最近、人工知能の開発に投資を行うニュースが増えています。政府だけではなく、トヨタやオムロン、日立製作所、ダイキンなどの企業も次々と投資を表明。研究拠点の設立や、人材育成、企業買収、ベンチャー投資など、その内容はさまざまです。
こうした投資の動きは、日本だけではありません。補助金に加えて税制優遇など、間接的、直接的な“支援”という形で、世界各国が惜しみなく資金をつぎ込んでいます。
ロシアのプーチン大統領が、2017年9月に行われた講演で「人工知能(AI)分野で主導権を握る者が世界の支配者になる」と語ったことからも、これはいわばプライドを賭けた、国家間のAIを巡る争奪戦が起きていると考えてよいでしょう。
そんな中、諸外国の支援状況を見ている日本国内の研究者からは「もっと政府に支援をしてもらいたい」という切実な声が上がっています。
人工知能の技術開発を担う、理化学研究所 革新知能統合研究センター長の杉山将氏は、読売新聞の取材に「世界に大きく遅れている。周回遅れと言ってもいい」「一企業が年に数千億円を投じる米国に対して、日本は新センターの新年度予算案が約30億円。差は広がる一方だ」と話し、危機感をあらわにしています。
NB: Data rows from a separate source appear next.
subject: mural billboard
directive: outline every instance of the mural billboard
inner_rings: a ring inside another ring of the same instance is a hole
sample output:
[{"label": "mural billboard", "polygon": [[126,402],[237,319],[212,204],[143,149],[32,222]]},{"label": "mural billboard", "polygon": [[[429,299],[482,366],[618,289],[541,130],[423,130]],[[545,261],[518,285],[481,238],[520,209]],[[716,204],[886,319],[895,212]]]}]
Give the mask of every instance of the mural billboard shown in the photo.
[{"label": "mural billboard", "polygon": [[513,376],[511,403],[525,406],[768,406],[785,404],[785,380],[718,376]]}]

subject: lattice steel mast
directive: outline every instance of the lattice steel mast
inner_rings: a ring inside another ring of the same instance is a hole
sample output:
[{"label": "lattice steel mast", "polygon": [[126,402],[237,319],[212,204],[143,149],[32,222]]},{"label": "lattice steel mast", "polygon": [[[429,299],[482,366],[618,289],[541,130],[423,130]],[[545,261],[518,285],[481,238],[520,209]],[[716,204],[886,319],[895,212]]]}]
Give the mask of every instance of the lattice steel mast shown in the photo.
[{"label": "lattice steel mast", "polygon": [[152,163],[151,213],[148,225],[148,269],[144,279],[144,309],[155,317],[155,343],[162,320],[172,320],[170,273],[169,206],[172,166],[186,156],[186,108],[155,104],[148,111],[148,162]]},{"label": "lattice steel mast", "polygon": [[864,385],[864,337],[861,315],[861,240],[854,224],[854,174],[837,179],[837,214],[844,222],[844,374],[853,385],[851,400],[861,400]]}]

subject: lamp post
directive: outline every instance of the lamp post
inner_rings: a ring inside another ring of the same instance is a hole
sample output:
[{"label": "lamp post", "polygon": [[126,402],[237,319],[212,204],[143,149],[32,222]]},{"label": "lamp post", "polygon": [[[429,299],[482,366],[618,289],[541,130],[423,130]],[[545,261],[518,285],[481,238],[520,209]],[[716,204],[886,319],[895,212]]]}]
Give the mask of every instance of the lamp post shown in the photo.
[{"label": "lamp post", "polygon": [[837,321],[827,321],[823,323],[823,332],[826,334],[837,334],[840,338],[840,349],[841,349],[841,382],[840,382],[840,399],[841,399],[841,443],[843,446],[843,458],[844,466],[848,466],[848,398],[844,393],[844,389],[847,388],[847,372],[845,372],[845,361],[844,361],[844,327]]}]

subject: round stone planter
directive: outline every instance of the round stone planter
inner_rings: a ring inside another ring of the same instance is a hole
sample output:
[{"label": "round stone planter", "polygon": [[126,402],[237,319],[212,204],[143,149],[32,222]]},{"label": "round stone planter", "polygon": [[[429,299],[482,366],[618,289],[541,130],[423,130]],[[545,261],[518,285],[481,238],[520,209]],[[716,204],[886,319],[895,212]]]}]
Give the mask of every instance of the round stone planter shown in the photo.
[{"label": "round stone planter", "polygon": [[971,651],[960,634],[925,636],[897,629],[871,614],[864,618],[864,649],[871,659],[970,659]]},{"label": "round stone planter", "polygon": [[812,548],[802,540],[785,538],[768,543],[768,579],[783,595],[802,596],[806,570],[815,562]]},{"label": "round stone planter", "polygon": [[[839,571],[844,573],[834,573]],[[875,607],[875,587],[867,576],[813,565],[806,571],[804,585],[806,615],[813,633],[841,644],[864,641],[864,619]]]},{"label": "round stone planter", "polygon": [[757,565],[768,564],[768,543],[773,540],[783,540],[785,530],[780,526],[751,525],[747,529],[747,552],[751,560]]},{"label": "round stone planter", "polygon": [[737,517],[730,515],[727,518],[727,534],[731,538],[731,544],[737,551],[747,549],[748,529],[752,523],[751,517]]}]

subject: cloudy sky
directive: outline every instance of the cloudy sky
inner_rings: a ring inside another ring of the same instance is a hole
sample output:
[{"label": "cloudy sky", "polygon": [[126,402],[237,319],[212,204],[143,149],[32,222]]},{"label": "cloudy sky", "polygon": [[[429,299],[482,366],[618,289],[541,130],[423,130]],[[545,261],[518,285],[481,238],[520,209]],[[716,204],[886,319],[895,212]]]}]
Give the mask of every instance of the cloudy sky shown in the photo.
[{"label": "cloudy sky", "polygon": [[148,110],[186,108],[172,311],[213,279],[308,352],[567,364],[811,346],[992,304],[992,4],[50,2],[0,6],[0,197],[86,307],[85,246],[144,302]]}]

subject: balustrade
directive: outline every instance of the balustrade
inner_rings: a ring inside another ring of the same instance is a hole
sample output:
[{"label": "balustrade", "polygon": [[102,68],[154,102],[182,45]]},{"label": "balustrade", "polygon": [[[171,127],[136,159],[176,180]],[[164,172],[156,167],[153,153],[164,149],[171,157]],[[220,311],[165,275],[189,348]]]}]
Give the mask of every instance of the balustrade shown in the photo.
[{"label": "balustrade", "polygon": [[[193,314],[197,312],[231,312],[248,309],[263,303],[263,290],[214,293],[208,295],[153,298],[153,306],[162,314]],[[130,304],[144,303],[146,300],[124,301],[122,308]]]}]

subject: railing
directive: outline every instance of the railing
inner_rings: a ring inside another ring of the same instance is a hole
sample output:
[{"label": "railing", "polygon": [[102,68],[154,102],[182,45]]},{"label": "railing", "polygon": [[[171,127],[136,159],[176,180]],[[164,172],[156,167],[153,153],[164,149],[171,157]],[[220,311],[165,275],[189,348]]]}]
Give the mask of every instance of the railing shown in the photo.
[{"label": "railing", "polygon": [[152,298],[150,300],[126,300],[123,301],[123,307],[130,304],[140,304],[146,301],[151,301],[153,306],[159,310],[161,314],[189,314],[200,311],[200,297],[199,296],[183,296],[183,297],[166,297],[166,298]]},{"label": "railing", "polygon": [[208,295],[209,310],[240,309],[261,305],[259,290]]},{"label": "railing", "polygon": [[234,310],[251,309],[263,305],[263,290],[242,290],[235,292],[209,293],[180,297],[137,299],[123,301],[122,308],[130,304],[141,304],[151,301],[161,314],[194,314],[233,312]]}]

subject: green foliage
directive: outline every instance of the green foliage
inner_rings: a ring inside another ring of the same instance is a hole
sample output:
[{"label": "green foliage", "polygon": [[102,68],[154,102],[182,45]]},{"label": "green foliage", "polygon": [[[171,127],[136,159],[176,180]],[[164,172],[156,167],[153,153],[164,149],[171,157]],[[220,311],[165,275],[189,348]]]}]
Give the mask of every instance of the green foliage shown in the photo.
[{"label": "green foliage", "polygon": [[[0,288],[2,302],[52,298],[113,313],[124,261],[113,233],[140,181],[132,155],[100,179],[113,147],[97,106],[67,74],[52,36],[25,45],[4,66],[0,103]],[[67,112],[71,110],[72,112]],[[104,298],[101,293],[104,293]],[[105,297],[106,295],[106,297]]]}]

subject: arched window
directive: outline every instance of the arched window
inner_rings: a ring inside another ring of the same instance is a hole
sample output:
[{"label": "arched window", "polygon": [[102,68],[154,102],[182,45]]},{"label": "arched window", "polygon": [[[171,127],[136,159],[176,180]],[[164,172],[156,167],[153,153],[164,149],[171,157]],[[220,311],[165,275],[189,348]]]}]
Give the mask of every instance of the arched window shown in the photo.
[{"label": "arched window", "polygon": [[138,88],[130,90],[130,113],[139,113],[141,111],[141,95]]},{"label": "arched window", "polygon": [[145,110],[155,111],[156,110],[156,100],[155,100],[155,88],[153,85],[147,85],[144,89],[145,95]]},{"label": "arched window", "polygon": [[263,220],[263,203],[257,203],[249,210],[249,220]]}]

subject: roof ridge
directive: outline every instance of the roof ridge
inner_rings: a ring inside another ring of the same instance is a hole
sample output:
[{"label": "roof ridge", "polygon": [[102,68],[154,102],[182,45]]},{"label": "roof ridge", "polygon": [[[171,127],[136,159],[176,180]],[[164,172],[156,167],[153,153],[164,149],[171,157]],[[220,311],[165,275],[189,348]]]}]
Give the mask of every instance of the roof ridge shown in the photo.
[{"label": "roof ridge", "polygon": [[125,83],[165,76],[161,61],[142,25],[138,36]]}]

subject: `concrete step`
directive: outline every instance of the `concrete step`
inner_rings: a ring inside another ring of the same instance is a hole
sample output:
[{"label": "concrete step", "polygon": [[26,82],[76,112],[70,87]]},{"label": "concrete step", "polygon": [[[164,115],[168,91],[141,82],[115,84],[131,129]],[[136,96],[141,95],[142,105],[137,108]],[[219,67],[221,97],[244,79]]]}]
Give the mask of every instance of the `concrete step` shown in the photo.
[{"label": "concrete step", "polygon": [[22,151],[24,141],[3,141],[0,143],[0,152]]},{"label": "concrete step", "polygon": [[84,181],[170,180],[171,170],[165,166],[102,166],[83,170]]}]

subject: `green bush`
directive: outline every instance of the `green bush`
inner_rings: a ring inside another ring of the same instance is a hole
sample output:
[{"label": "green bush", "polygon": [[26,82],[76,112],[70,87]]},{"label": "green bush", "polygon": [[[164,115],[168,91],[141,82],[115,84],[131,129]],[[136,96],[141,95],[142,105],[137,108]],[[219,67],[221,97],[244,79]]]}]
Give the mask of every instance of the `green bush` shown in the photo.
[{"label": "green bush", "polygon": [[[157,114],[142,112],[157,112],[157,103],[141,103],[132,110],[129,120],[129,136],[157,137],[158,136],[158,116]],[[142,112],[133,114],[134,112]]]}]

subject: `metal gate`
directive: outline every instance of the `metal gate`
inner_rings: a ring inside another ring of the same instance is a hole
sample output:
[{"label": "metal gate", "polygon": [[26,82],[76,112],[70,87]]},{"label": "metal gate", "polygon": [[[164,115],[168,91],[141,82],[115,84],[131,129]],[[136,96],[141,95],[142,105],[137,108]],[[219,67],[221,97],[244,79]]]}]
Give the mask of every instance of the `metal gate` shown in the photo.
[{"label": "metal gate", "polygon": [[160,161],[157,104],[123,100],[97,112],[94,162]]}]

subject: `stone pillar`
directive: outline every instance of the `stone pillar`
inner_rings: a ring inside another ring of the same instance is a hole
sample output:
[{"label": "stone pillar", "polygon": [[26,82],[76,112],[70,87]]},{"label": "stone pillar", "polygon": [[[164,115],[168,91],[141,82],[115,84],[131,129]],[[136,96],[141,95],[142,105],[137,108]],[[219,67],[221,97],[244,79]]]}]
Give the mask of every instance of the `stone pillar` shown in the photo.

このまま、日本は人工知能の研究開発で、海外に負けてしまうのでしょうか。今回は米国政府と中国政府に焦点を絞り、国家としてどのような“支援”を行っているのかをご紹介します。
米国は人工知能に対して、どのくらい本気なのでしょうか。直接的に人工知能という分野に投資をしている金額については公表されていませんが、国全体における研究開発の投資金額という点では、国立研究開発法人科学技術振興機構が発表している「主要国の研究開発戦略」が参考になります。
その資料によると、AI以外も含めたあらゆる研究開発に対して、米国の官民合わせた投資金額の規模は、2013年で4561億ドルとなっています。これは世界の総研究開発投資1兆6710億ドルの約3割を占める勢いです。研究費の負担割合は連邦政府が27.7%とのことで、ざっくりと1263億ドル程度が政府支出額だと推察できます。
4561億ドルという金額は世界でトップであるものの、対GDP比率を見てみると“約3%”と、他の先進国とそんなに変わらない割合であることが分かります。世界銀行が発表した全世界のGDP内訳を見ると、米国は18兆5691億ドルで、全世界の約25%を占めます(2016年)。つまり、基本的にGDPという国の経済力によって、研究開発投資規模が連動すると考えればいいでしょう。